Dimanche du Saint-Sacrement : table commune

Benoît Ente  Homélie du frère Benoît Ente

Chers frères et sœurs, qui parmi vous a déjà préparé ce qu’il allait manger ce midi ? Eh oui, souvent, la bonne cuisine, cela se prépare à l’avance. Parfois, il faut commencer la veille et parfois même encore avant. Notre Père céleste, lui, pour préparer notre repas s’y est pris plusieurs milliers d’années en avance. C’est dire la qualité de la cuisine qu’il nous sert. Déjà au temps d’Abraham, Melkisédek fait apporter du pain et du vin. C’est à la fois un  signe et une préparation du repas que nous sommes en train de partager aujourd’hui, le repas de l’Eucharistie. Le pain et le vin qui compose notre repas ont été choisis par Jésus pour en faire son corps et son sang.

Mais avant de parler de pain et de vin, rappelons-nous qu’il s’agit d’un repas. Jésus choisit de se donner sous la forme de nourriture au cours d’un repas. Et ce n’est pas le premier. Les évangiles regorgent de repas. Jésus aime les repas.

Remarquez au passage qu’il se fait toujours inviter Jésus. Mais pas par n’importe qui. Il se fait inviter d’abord par ceux qu’il ne faut surtout pas fréquenter : les pécheurs. Et parfois, c’est même lui qui provoque l’invitation comme avec Zaché. Jésus fait table commune avec les pécheurs et les pécheurs en sont retournés.

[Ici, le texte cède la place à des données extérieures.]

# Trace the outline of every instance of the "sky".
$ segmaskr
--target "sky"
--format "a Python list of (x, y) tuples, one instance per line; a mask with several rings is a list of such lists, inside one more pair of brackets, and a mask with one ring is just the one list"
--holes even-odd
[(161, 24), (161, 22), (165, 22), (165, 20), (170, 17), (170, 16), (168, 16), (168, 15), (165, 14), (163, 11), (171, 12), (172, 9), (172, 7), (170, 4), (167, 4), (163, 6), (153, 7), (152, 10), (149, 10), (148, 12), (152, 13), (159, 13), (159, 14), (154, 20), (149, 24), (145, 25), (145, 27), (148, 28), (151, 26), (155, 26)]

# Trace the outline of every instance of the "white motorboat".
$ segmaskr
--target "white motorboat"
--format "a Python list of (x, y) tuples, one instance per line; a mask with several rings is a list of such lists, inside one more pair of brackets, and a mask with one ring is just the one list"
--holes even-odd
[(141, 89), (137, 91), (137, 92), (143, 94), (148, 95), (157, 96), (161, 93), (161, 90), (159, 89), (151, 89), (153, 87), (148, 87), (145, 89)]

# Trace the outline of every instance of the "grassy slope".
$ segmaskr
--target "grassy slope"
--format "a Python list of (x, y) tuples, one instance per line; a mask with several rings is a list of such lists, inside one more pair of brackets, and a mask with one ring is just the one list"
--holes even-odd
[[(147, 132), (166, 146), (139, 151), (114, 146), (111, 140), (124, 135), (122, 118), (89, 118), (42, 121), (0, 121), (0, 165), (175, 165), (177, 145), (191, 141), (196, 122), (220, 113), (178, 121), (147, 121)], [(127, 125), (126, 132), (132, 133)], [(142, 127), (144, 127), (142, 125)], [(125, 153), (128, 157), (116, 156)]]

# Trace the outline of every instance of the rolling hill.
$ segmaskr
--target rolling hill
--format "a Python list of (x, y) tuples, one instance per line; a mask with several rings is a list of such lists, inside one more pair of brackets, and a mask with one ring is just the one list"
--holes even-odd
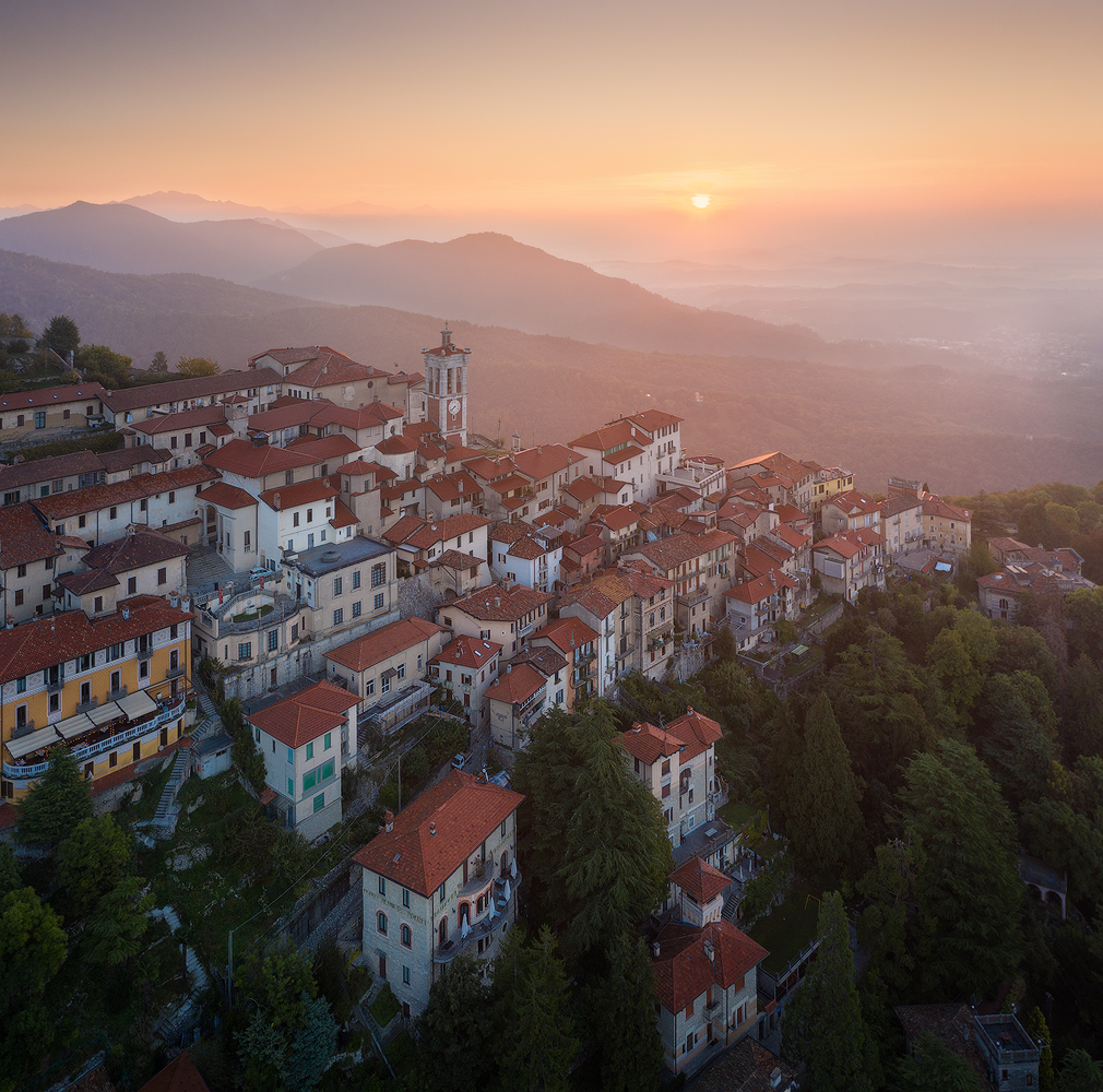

Car partager le repas avec quelqu’un c’est s’exposer avec lui. C’est reconnaître une humanité commune avec ses besoins élémentaires. C’est partager la parole, affronter le silence éventuel et éprouver ensemble le plaisir de manger et de boire. Partager le repas avec celui qui est exclu, c’est déjà tisser un lien d’amitié et poser un signe du royaume de Dieu. Ceux d’entre vous qui ont déjà partagé le repas avec une personne de la rue, un migrant ou un sortant de prison le savent bien.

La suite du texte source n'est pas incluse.